Clover obviously thought it was too. Although Grace checked her behind twice before putting the little filly back into her father’s carrier, and let Lucky guide them on the way out of the barn.

“I’ll just lock up and see you back at the house this evening,” said Jon, leaving the ponies trot off to their fellow four-legged crowd. They were turning out to be excellent guests, because they brought their own unexpected entertainment. It seemed as if they were even going to pay their bill before skipping town, too. To think at one time, he had complained to his wife that the house seemed so empty with all the kids out living their lives.

He had just gotten the padlock put back onto the sliding truck door and was walking back to the house when he happened to glance in the seed barn’s people-door and noticed the green glow from the concrete wall inside. And if Jon noticed, it was inevitable that others would also. In particular, three curious little fillies who were drawn to trouble like magnets to steel, and a simple padlock would not stop them.

“Better tape up the window,” he grumbled, getting out his keys. There was a metal desk inside where he normally sat and dealt with organizing seed tags and patching broken bags, so he slipped in through the door and scrounged around the drawers for some paper to cover the glass.

“We’re going to get caught, Flurry!” The voice from behind him in the empty barn seemed familiar to Jon. He held still when the glowing lines on the wall brightened and a considerable number of ponies began to just step out of the wall with much less glowing and portal-ing than his last dimensional visitor. They were younger ponies, with the youngest being a glasses-wearing unicorn who was alertly looking around in the dim lighting, and the oldest two looking like teenaged alicorns.

“We’ll be fine, Clover,” hissed the taller of the two teens, a pinkish mare with huge wings. She nudged a pair of white pegasi colts forward and began counting noses. “Skystreak, Boomer, Dolce… where did you go, sis?”
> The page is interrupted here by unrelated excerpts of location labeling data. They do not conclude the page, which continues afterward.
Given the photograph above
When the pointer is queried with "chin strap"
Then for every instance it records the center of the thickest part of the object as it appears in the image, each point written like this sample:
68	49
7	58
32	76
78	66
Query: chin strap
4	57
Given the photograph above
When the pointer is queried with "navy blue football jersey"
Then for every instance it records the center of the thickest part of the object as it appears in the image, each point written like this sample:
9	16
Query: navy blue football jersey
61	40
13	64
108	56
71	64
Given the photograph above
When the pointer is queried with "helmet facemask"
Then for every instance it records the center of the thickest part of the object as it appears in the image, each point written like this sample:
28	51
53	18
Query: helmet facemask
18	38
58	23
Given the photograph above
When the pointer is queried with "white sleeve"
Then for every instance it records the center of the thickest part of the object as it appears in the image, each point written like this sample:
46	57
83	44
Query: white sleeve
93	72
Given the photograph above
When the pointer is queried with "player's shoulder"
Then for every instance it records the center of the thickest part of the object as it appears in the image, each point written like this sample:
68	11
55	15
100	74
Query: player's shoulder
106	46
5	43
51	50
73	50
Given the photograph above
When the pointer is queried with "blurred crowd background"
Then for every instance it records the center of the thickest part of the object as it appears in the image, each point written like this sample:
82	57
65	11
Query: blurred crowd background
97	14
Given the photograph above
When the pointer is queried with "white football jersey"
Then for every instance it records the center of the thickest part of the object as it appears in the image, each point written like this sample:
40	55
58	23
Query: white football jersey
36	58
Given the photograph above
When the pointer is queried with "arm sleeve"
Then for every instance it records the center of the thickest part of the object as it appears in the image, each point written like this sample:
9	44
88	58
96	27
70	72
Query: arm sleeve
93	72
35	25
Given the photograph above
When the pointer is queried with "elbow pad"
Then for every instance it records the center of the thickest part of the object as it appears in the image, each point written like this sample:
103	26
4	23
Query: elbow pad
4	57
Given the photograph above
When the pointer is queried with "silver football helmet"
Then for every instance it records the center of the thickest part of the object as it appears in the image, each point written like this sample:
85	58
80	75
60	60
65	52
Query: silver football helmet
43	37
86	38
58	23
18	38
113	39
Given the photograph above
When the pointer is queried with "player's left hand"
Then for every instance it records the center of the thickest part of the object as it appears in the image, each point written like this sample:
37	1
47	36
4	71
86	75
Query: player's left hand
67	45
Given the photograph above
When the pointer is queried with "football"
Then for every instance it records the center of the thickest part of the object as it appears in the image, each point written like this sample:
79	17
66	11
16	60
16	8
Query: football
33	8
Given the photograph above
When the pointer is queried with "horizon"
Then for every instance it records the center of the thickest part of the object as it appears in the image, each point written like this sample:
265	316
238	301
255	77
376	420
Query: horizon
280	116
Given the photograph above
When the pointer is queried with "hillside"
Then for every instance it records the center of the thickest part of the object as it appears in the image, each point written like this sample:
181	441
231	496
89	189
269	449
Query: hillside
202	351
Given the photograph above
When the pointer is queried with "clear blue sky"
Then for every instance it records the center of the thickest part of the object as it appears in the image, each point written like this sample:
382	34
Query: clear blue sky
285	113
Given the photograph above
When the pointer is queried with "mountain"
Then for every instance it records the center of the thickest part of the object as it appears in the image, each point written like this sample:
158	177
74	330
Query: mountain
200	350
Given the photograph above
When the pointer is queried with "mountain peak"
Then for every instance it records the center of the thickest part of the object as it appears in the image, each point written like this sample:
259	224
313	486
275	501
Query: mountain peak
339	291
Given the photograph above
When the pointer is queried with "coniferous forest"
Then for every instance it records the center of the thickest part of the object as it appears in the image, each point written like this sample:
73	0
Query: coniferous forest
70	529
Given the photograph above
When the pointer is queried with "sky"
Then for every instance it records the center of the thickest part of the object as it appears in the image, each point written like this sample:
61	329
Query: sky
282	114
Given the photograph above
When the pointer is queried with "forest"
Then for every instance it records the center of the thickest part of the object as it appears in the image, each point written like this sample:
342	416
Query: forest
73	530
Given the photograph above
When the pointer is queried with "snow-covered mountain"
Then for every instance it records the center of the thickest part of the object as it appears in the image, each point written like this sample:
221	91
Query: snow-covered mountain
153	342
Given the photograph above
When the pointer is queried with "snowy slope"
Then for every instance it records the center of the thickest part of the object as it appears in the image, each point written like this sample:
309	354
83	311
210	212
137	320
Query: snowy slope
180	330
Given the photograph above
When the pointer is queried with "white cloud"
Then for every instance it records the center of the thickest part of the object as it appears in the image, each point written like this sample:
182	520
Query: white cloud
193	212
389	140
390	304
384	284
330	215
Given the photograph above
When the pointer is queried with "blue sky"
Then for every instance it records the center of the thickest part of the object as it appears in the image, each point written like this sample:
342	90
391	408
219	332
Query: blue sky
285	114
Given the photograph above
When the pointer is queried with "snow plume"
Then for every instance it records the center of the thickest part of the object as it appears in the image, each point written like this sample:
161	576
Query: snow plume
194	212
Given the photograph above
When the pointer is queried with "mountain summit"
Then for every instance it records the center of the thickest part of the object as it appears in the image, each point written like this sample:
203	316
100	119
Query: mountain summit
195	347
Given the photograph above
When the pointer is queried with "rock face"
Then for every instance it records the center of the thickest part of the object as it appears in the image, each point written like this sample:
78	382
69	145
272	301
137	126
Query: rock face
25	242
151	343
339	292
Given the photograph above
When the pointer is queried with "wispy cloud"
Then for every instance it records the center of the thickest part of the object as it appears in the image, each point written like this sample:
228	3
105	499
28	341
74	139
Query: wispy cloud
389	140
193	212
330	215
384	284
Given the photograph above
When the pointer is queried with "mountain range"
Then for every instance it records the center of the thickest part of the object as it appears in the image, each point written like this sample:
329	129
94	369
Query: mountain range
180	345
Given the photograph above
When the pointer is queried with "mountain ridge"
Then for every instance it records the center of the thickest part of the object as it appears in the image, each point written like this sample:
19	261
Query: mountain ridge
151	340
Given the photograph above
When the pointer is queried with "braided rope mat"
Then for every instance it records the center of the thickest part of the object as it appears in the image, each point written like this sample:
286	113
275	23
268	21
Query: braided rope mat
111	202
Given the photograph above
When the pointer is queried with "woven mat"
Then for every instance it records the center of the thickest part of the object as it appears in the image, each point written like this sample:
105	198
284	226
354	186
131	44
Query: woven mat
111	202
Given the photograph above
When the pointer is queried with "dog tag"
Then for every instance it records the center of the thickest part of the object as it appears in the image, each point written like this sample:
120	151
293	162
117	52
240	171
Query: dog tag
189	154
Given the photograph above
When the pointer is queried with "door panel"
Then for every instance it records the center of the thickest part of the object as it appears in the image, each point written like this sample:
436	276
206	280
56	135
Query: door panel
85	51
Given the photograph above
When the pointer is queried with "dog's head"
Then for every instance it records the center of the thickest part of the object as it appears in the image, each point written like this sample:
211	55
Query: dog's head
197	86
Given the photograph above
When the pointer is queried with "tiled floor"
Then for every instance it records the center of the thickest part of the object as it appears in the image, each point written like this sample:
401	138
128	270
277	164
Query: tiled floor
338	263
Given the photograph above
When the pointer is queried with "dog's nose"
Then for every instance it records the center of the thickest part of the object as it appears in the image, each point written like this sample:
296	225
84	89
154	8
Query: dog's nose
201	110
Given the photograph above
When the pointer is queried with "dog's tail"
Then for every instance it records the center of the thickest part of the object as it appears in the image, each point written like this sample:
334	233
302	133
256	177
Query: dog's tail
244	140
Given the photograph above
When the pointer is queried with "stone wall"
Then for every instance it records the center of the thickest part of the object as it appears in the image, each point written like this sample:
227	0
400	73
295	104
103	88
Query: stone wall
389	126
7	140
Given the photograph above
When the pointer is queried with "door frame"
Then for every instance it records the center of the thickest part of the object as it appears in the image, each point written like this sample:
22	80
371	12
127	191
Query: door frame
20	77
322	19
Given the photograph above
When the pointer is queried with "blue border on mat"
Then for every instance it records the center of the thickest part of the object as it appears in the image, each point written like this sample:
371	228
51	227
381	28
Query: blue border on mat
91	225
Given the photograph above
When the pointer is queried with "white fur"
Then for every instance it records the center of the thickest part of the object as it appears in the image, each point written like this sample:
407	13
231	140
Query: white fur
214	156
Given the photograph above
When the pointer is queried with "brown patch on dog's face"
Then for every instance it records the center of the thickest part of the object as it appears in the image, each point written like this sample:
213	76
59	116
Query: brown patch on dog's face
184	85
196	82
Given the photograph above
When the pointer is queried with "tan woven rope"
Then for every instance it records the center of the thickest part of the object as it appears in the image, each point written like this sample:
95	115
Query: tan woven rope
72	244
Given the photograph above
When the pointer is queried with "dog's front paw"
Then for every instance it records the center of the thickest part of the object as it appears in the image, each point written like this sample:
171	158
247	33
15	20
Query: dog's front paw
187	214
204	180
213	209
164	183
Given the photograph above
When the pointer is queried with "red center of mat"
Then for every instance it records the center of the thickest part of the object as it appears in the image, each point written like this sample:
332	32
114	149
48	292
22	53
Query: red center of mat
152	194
“Here,” murmured a small white earth pony with an aggressively pink mane. Even that small amount of attention made her cringe back and hide behind one of the pegasi, who extended a wing protectively over her.

“And Stargazer,” continued the pony that Jon assumed to be Flurry. “Where’s Stargazer?”

“Over here,” sounded a quiet voice from somewhere in the shadows.

“Good,” said Flurry. “Cross Stitch, Clover and Bookworm,” she finished with a stern authoritative nod that looked a little silly on a teenaged filly.

“My name isn’t Bookworm,” said the smallest filly in their group, looking up with her glasses sliding down her nose. The much larger teenaged Clover reached out with her wing and gently bumped the glasses back where they belonged.

“Shh,” she admonished. “You need to be quiet, sis. This is ultra sneaky quiet time. If we get caught, we’ll get into trouble!”

“And we’ll never get another chance to see those monster movies they’ll be showing in the basement tonight,” added Flurry. “Don’t you want to see Frankenstein? Or The Invisible Man?”

“Well…” The little unicorn fidgeted much like she needed to use the little filly’s room. “I did want to see how human cinematography handled lightning back in their early days. And Clover won’t take us to the movie studio.”

“You know I can’t do that, Booky,” hissed Clover. “They’d see us. There’s only so much that Flurry’s spells can disguise us. Since there are ponies here already, this is the only timeperiod that’s safe from paradox.”

“So what if some human saw you tonight?” asked Jon.

There was a very long silence, like a half-dozen young ponies all caught with a hoof in the cookie jar.

“Bust-ed,” sounded a female voice in the shadows.

“Girls,” said Jon before things could get out of hand, “I’ve seen a lot this evening already. All I want to hear from you and your little time-traveling herd is one word. Are you going to get into trouble tonight, watching movies in my basement?”

“No,” said all of the little ponies at the same time that the teenaged Clover said, “Yes. Well, not right now tonight, but we’ll probably get into trouble when we get back because my mother always seems to be able to figure out when we’ve done something against the rules and I don’t think we’re going to have any paradox issues from our trip unless you do something to block Mom’s portal in a few weeks which shouldn’t be an issue because this portion of space-time is already inaccessible to her due to the—”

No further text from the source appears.